It is no secret that alongside long-standing anti-black racism, European societies have shown increasingly clear Islamophobic tendencies over the last twenty years. Although 9/11 was not the first case of international Islamic terrorism, it galvanised world sentiment in a way that previous incidents had not.
Al-Qaeda’s attacks on the United States led to an increase in hostility to Muslims and the growing perception of any recognisably Muslim person (or non-Muslim assumed to be Muslim, as in attacks on Sikhs) as a potential terrorist.
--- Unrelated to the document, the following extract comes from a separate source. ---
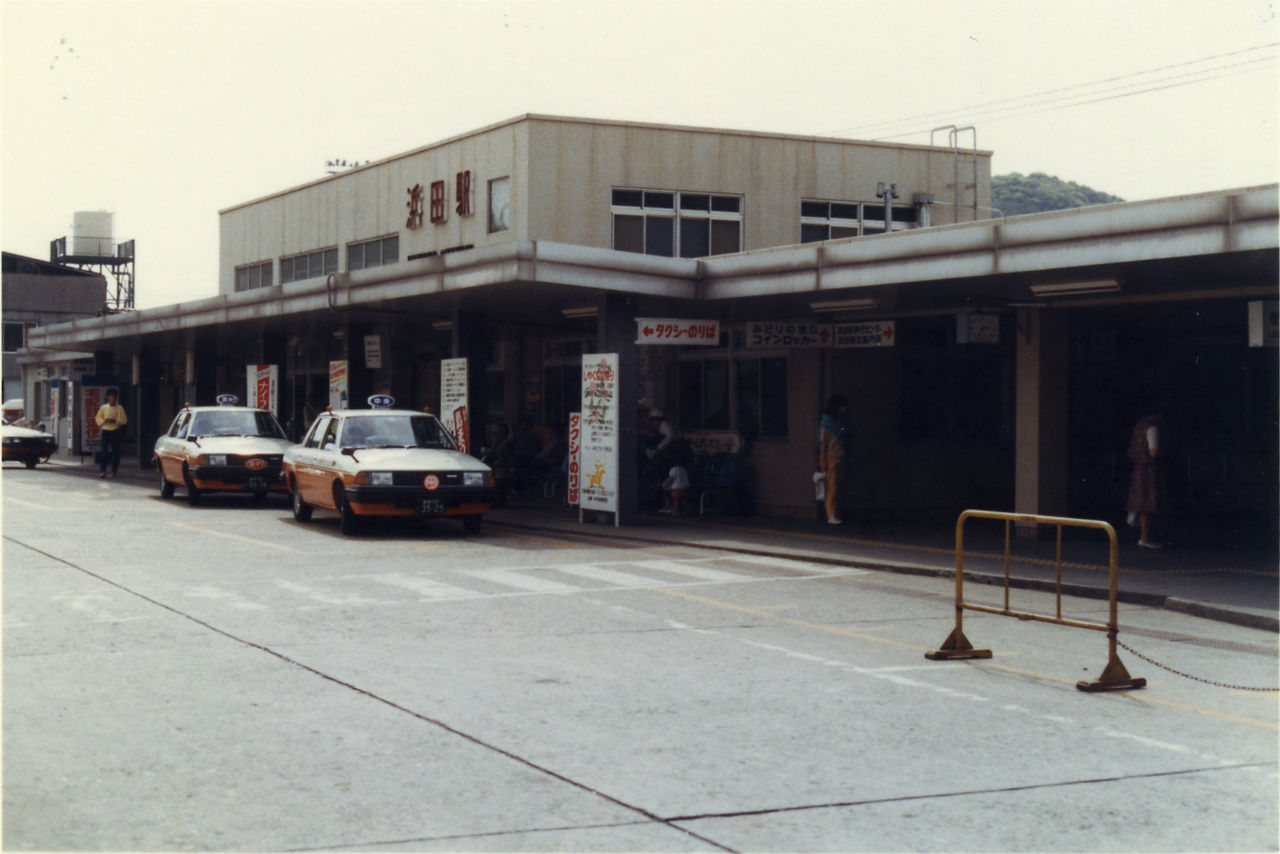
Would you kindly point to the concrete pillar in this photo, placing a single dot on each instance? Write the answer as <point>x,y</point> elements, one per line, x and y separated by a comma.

Whether on the streets or at airports, turbans and hijabs now guaranteed extensive and often intrusive security checks.
Although hate crime did not spike to the same extent in Germany, and the relative lack of firearms made the threat less lethal, the unexpectedly high influx of refugees in 2015 brought the simmering Islamophobia to the boil.
The far-right party Alternative für Deutschland (AfD), originally founded with a narrow Eurosceptic and neoliberal agenda, but increasingly taken over by neo-Nazis, gained unprecedented popularity.
In the 2017 general election, the AfD became the largest opposition party in parliament, when their campaign had revolved around the spectre of a threat to Western civilisation represented by migrants from the Middle East and North Africa.
The massive increase in refugees coming primarily from Syria, Iraq and Afghanistan raised fears of both Islamic terrorism and sexual predation, and any instances of either behaviour were a gift to the xenophobes.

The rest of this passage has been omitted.